There is a risk for false negatives using only one test occasion. A repeated evaluation of each patient would probably ncrease the number of positives with both methods due to methodological variations in sampling, handling, and transportation and in the laboratory process. On the other hand repeated sampling and analyzing will extend the diagnostic period and become too expensive and will not be an option in the clinical practice.
No method is ideal for detecting periodontitis associated bacteria. The lack of a gold standard method makes it difficult to evaluate the best method for a reliable detection of the microflora and bacterial markers of deep periodontal pockets. That would speak for a more sensitive methodology such as a PCR based method with detection below 102 cells. On the other hand such sensitive method may certainly increase the number positives also in non-diseased pockets and patients. Thus a higher sensitivity leads to an increased number of false positives, a misguidance of diagnosis and maybe an overtreatment of the patient. If there is a certain threshold for which the true positives are high and false positives are low is not known.
The importance of various microorganisms in periodontitis progression has changed from the specific plaque hypothesis in the 80´s over clusters and complexes to the ecological plaque hypothesis proposed by Marsh . With this hypothesis as a basis for the choice of an appropriate method to disclose a diseased related microflora should include a panel of bacteria to cover the differences in the microbiological pattern from one patient to another. The checkerboard method with an extended panel would be more ideal and clinically useful .
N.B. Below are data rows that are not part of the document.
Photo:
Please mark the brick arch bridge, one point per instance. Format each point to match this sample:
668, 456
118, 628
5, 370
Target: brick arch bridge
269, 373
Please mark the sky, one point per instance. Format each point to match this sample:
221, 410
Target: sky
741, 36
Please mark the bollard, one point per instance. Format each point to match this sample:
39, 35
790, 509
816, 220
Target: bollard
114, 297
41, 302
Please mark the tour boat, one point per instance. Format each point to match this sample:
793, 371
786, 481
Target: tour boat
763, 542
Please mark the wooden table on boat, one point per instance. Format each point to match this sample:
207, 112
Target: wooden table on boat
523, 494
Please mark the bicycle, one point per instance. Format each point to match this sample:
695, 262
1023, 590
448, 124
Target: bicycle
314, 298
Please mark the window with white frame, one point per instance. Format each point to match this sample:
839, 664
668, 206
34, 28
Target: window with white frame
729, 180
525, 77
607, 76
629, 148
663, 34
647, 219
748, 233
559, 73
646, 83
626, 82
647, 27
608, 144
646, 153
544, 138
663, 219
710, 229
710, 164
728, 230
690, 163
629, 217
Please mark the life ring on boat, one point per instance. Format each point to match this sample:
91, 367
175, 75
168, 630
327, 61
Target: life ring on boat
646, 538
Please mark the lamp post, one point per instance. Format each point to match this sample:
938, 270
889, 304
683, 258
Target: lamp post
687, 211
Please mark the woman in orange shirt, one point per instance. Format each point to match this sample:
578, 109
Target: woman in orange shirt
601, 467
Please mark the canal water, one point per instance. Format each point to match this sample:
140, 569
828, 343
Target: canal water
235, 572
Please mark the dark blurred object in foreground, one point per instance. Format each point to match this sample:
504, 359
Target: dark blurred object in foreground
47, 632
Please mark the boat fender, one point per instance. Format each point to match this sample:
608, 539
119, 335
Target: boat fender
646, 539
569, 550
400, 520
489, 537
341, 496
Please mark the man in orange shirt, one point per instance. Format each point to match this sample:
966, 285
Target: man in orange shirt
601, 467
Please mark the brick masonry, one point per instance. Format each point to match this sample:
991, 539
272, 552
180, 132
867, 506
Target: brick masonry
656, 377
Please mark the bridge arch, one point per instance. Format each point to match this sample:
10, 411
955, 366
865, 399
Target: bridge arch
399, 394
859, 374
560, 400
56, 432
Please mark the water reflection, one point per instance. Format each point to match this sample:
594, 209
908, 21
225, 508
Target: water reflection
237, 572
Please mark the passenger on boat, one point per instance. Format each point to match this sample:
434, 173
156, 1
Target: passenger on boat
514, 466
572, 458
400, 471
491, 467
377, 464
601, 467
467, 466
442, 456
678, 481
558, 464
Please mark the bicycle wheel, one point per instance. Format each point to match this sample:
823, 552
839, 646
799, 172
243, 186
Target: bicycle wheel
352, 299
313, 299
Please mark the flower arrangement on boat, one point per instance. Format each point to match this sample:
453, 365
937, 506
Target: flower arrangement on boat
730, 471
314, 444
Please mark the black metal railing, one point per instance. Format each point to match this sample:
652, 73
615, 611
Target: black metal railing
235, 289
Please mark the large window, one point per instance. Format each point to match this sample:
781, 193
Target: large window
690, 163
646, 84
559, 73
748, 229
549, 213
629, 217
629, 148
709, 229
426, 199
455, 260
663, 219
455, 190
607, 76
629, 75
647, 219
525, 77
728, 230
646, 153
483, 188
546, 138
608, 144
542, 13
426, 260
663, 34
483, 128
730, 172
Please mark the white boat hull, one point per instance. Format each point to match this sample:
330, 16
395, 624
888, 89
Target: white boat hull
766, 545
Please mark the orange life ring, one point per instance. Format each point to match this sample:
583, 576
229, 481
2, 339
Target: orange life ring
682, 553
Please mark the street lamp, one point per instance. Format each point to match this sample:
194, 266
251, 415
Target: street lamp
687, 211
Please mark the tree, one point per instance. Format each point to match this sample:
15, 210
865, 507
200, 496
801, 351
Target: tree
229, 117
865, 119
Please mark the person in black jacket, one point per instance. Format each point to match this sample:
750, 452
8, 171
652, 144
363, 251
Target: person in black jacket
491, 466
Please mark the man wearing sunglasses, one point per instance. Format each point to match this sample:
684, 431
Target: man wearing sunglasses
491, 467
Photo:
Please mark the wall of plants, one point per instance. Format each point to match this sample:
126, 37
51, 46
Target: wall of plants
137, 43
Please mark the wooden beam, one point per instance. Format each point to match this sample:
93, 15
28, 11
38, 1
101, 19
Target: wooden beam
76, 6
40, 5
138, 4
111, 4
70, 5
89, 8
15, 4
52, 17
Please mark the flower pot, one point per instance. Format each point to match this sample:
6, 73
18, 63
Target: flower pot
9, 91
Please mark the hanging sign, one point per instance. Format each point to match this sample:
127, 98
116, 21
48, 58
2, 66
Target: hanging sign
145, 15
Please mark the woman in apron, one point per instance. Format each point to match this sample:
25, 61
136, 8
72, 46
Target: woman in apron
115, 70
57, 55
Microbiological diagnosis was used in this study on untreated patients with chronic periodontitis with the purpose of disclosing many positives in order to get an appropriate comparison between the two methods. On the other hand, microbiological analysis has little to add for patients and sites that already by clinical criteria are diagnosed as diseased. Microbiological analysis would be more informative to perform as an adjunct to clinical diagnosis after treatment to evaluate whether site/patients has been sufficiently treated. Then a presence of markers at high scores would indicate a remaining disease associated flora and these sites should be retreated with the aim of changing the ecology of the periodontal pocket (pocket elimination by surgery and/or antibiotics). The Pado test 4.5 could not detect the bacteria placed in the control samples. We therefore challenge the utility of the test. A method for microbiological analysis that is cheap and convenient and that allow sampling of many sites and detecting many relevant markers but not necessarily be very sensitive should be used. The checkerboard methodology would fulfill many of these requirements.
This study was supported by the Public Dental Health Service, Västra Götaland, Sweden.